OBJECTS OF THE INVENTION
It is an object of the present invention to provide an oil-fired ignitor
having reliable spark action in a high temperature environment.
It is another object of the present invention to provide an oil-fired
ignitor having an improved atomizer.

Another object of the present invention is to provide an ignitor
having higher reliability than conventional igniters.
Still another object of the present invention is to provide an igniter
in which an indication of which component, or components, are responsible
for an igniter failure is available.
Yet another object of the present invention is to provide an igniter in
which the necessity of service can be determined prior to an igniter failure.
The above-stated objects, as well as other objects, features, and
advantages, of the present invention will become readily apparent from the
following detailed description which is to be read in conjunction with the
appended drawings.
SUMMARY OF THE INVENTION
Methods and systems for monitoring operation of a flame igniter are
provided herein. The flame igniter is used to begin and/or support the
combustion process inside a fossil fuel fired combustion chamber. A system
includes at least a memory and a processor. A processor can be any type of
processor capable of functioning to implement the techniques described
herein. A memory can be any type of memory capable of storing information
and communicating with a processor.
In a first embodiment of the present invention, multiple inputs from
at least one of a first group of inputs and a second group of inputs are
received. That is, the multiple inputs could all come from the first group,

could all come from the second group, or come from a mixture of the first and
second groups.
The first group of inputs includes a flame rod voltage, a stop signal
for deactivation of the flame igniter, a fuel supply interruption signal, and an
air supply interruption signal. A flame rod voltage measures the intensity of
flame, with the voltage being proportional to the intensity of the flame. A stop
signal causes the flame ignitor to cease operation. A fuel supply interruption
signal indicates that the fuel supply for the flame igniter has been interrupted,
and an air supply interruption signal indicates that the air supply for the flame
igniter has been interrupted. The second group of inputs includes a start
signal for activation of the flame igniter and a flame proven signal indicating
presence of a flame produced by the flame ignitor A start signal causes the
flame ignitor to begin operation. A flame proven signal indicates that the
ignitor is successfully operating, i.e., producing a flame
If inputs from the first group are received, a determination of a
cause of a failure of the flame ignitor is made. This determination is made
based upon the received inputs from the first group If inputs from the second
group are received, a determination of the reliability of the flame ignitor is
made. This reliability determination is made based upon the received inputs
from the second group.

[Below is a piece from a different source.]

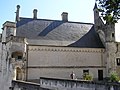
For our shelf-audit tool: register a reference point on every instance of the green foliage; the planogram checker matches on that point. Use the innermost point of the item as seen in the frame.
(87, 77)
(114, 77)
(110, 10)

It should be understood that inputs from both groups
may be received.

In one aspect of this first embodiment, information associated with
one or more determinations made based upon the received inputs is
transmitted. This could include a single transmission, or multiple
transmissions. Further, a transmission could be, as desired, made to a single
entity, or multiple entities. Also, a transmission could be a scheduled
transmission, could be made whenever a determination is made, or could be
made ad hoc.
In a further aspect, the information associated with a determination
is transmitted to at least one of a control room associated with a combustion
chamber with which the flame ignitor is associated, and a location remote
from the control room. In an even further aspect, the remote location is
associated with an entity responsible for servicing the flame ignitor. The
responsible entity could be an entity other than the entity to which the
combustion chamber belongs.
In another aspect of this first embodiment, multiple start signals and
multiple flame proven signals are received. Each received input is stored.
The number of stored flame proven signals is divided by the number of stored
start signals to determine the reliability of the flame ignitor.
In a further aspect, a warning signal is transmitted when the
determined reliability violates a reliability set-point. That is, if the determined
reliability does not meet a predetermined criteria, a warning signal is
transmitted. This transmission could be to the control room, could be to a
remote location, could be to another location, or could be to multiple
locations.

According to still another aspect of this embodiment multiple inputs
from group one are received. An indication of each received input from group
one is stored. This indication identifies the particular type of group one input
received. Also, a time that each group one input is received is stored. The
cause of failure is determined based, at least in part, upon the stored time
information. In a further aspect, the cause of failure is determined based
upon the first received group one input.
In yet another aspect of the first embodiment, information
associated with one or more determinations is outputted via a display on the
flame ignitor. That is, the flame ignitor has a display that is configured to
show information associated with at least one determination that has been
made based upon the multiple received inputs. This information could be
related to one, or both of, a cause of failure of the flame ignitor and a
reliability of the flame ignitor.
According to a second embodiment for monitoring operation of a
flame scanner, multiple inputs that are each associated with operation of the
flame scanner are received. An operational parameter of the flame ignitor is
then determined based upon one or more of the received inputs In one
aspect of this second embodiment, the determined operational parameter is
one of a cause of a failure of the flame ignitor, and a reliability of the flame
ignitor.
In another aspect of the flame ignitor, each input is one of a flame
rod voltage, a stop signal for deactivation of the flame ignitor, a fuel supply
interruption signal, an air supply interruption signal, a start signal for activation
of the flame ignitor, and a flame proven signal, each discussed above.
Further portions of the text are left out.